During Maguire’s presidency, the campus community knew him on a first-name basis, and Maguire would open his home to host students and faculty, Hoyte said.

“He was a scholar in the humanities, religion and ethics and philosophy, and so he himself engaged in a lot of in-depth conversations with faculty and students about ideas, about social issues and how to solve this ‘riddle of human justice,’” Hoyte said.

Maguire grew up in Raleigh, North Carolina, and Montgomery and Birmingham, Alabama, and said he began getting inklings of a sense of racial injustice during his early teens through discussions with his YMCA director.

He met Martin Luther King Jr. during college at a seminary weekend retreat, and they developed a long friendship, Maguire said in his 2011 interview.

“He, like I, had come young, 16 years old, to college,” Maguire said. “He was three years older than I was. So when I was 19 and Dr. King was 21, we met and then began a series of things that got tight and tighter.”

Maguire participated in the Freedom Rides, a civil disobedience movement to protest segregated bus terminals, in the summer of 1961, a period in which he was teaching at Wesleyan University.

He was arrested with his fellow riders, some of whom were black Wesleyan students, in a Montgomery, Alabama, segregated restaurant, according to the NAACP Legal Defense and Educational Fund.

President John F. Kennedy appointed him to the civil rights commission of Connecticut, Maguire said in his 2011 SUNY Old Westbury interview. 

Maguire’s college career took him from Virginia to Scotland and then up the East Coast.

He attended Washington and Lee University as an undergraduate.
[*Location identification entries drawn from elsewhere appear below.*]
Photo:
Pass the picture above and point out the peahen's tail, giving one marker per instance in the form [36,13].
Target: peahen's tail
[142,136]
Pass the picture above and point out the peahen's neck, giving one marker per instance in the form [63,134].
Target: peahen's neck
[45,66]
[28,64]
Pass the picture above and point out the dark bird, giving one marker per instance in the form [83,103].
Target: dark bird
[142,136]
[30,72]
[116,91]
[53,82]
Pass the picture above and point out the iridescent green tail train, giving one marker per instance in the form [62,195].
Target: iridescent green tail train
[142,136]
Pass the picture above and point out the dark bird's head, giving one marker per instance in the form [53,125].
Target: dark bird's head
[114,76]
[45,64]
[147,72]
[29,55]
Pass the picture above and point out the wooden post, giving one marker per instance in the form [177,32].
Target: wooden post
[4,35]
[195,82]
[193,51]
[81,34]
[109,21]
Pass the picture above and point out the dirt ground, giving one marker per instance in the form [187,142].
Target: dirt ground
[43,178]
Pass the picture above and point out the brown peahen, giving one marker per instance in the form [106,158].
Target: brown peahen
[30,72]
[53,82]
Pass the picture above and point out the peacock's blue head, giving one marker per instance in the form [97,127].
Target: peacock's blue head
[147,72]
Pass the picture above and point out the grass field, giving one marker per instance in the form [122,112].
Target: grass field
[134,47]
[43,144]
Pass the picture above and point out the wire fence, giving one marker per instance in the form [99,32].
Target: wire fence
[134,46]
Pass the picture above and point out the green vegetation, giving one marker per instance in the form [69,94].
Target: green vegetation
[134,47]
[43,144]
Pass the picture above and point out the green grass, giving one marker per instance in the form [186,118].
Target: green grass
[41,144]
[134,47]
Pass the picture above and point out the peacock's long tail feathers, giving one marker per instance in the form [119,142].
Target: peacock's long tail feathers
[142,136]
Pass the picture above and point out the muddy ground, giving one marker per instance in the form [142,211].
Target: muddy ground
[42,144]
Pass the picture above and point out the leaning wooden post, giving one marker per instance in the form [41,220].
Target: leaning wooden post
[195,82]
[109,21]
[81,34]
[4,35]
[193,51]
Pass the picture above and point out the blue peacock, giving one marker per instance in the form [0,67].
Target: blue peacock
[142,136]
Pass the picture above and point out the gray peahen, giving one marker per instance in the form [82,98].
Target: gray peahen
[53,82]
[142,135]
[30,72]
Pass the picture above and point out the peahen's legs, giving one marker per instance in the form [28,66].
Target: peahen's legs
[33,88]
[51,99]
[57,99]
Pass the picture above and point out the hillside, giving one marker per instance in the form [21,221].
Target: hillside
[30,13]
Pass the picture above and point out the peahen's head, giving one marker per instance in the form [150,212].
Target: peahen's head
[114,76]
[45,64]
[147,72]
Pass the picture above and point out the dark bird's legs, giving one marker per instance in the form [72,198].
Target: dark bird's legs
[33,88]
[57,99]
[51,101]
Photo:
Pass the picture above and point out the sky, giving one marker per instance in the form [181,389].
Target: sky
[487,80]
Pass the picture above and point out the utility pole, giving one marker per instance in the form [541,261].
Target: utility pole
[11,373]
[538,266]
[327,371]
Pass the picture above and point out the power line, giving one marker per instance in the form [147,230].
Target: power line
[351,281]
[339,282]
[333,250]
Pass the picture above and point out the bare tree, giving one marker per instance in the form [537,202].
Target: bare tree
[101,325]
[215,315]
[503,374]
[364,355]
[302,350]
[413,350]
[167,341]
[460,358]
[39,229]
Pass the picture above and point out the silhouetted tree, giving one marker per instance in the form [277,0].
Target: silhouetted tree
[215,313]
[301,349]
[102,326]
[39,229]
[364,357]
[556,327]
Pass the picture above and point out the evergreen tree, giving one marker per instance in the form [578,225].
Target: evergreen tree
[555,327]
He was then a Fulbright fellow in Scotland before attending Yale Divinity School and earning a doctorate in theology and psychiatry.

He was again involved with Fulbright in 1965 when he researched in Germany as a Fulbright scholar.

In 2009, he earned a Fulbright Lifetime Achievement Medal.

Following his 11-year presidency at SUNY Old Westbury, Maguire was chancellor of Claremont Graduate University until 1998.

He remained involved with the university as a senior fellow in its Division of Politics & Economics and director of the Institute for Democratic Renewal.

“He organized and led ground-breaking initiatives on race and democracy,” Claremont Graduate University President Len Jessup wrote. “He sought to combat institutionalized racism and remedy race-based disparities in areas such as education, health care delivery, economic development, and criminal justice. He believed that our promise as a nation would only be realized by breaking down these barriers and focusing on social justice for all.”

Maguire was on the board of directors for the NAACP Legal Defense and Educational Fund beginning in 1991.

He became a visiting fellow with the Woodrow Wilson Foundation in 2004, according to SUNY Old Westbury.

Maguire is survived by his wife Lillian (Billie) Maguire, his daughters Anne Turner of Claremont, California, Catherine Maguire of Palmyra, Virginia, and Mary Maguire, of Montpelier, Virginia, and his sister, Martha Worsley of Jacksonville, according to Newsday.